Con la chiusura della campagna elettorale per le Regionali in Emilia e in Calabria sembra caduta la maschera del Renzi rassicurante e piacione, bullo e decisionista ma come ripete all’infinito “sempre disposto ad ascoltare”.

Quello che si è presentato alla vigilia di un voto regionale limitato e poco avvincente per gli elettori provati dalle “spese pazze” in Emilia e dalle “vecchie conoscenze” nelle liste calabresi, è un presidente del Consiglio-segretario rabbioso e livido nei confronti di chi non è d’accordo con lui, tutt’altro che inclusivo e beatamente ottimista secondo copione.

A Bologna si è scagliato contro i sindacati (la Cgil) che “fanno politica” e “si inventano scioperi” a differenza della deferenza mostrata nei confronti del governo Monti, che “perdono tempo” ad accanirsi contro il jobs act  “la legge più di sinistra che sia stata fatta negli ultimi anni” e più direttamente contro Maurizio Landini stigmatizzato come “l’altra faccia di Salvini”.

A Cosenza, dove è stato ancora una volta contestato e ci sono stati anche tafferugli, ha tuonato che le fabbriche bisogna riaprirle e non occuparle.

Nella risposta ad Ezio Mauro, una specie di appello finale al voto affidato alle pagine di Repubblica, forte anche del clamore suscitato dalla frase arrischiata di Landini sulle persone perbene che non lo sostengono, Renzi, oltre a rivendicare quanto il jobs act tuteli i più deboli, si è spinto sull’articolo 18 dove era difficile immaginare. A chi rileva come sia irrealistico sostenere che con la libertà di licenziare senza giusta causa o giustificato motivo ripartono le assunzioni e gli investitori stranieri accorrono in Italia, Renzi risponde semplicemente ribaltando l’onere della prova.

Ci vuole una dose di arroganza veramente fuori del comune, mentre aumentano i ricorsi alla cassa integrazione e la domanda è al palo, dopo che sono trascorsi ben sette mesi dagli 80 euro passe-partout della campagna elettorale per le Europee, pretendere da Landini che sia lui a spiegare perché con l’art.18 ancora in vigore (ma ridimensionato dalla Fornero) non aumentino i posti di lavoro.
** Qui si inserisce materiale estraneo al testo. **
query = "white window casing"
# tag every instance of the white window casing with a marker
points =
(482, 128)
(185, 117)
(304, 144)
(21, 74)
Evidentemente Renzi è molto teso: non gli piacciono le contestazioni sempre più diffuse, sa perfettamente che i dati economici dopo dieci mesi dalla destituzione dell'”inconcludente” Letta non sono migliorati, è consapevole che il percorso delle riforme non è pacifico e che l’Italicum per la Camera in vigenza di un sistema bicamerale sarebbe incostituzionale.

In Parlamento, al di là della flessione alle Europee c’è, per fortuna, sempre il M5S con il suo 25% che ha presentato da tempo una proposta per abrogare la ex-Cirielli e dalla prossima settimana sarà divertente vedere come si porrà il Pd sulla prescrizione dopo le sparate a tre giorni dal voto sull’onda dell’indignazione per il processo Eternit.

E nell’immediato per il voto regionale dove l’astensione si annuncia tale da non poter essere ignorata anche “grazie” alla presenza di personaggi alquanto “trasversali” come  Nicola Adamo, Belcastro e Tripodi in Calabria o alle primarie disertate in Emilia per la tortuosità nella designazione dei candidati, Renzi sa di doversela vedere al Nord con Salvini e al sud con una rete clientelare di riciclati del tutto impermeabile alla presunta rottamazione.

Comunque se gli elettori di riferimento del Pd renziano devono essere invogliati ad andare a votare per la forza degli argomenti e per i risultati al netto della propaganda e dell’enfatizzazione mediatica degli errori o dei limiti dei “nemici del giorno” del mago del cronoprogramma, il dato dell’astensione potrebbe superare le previsioni.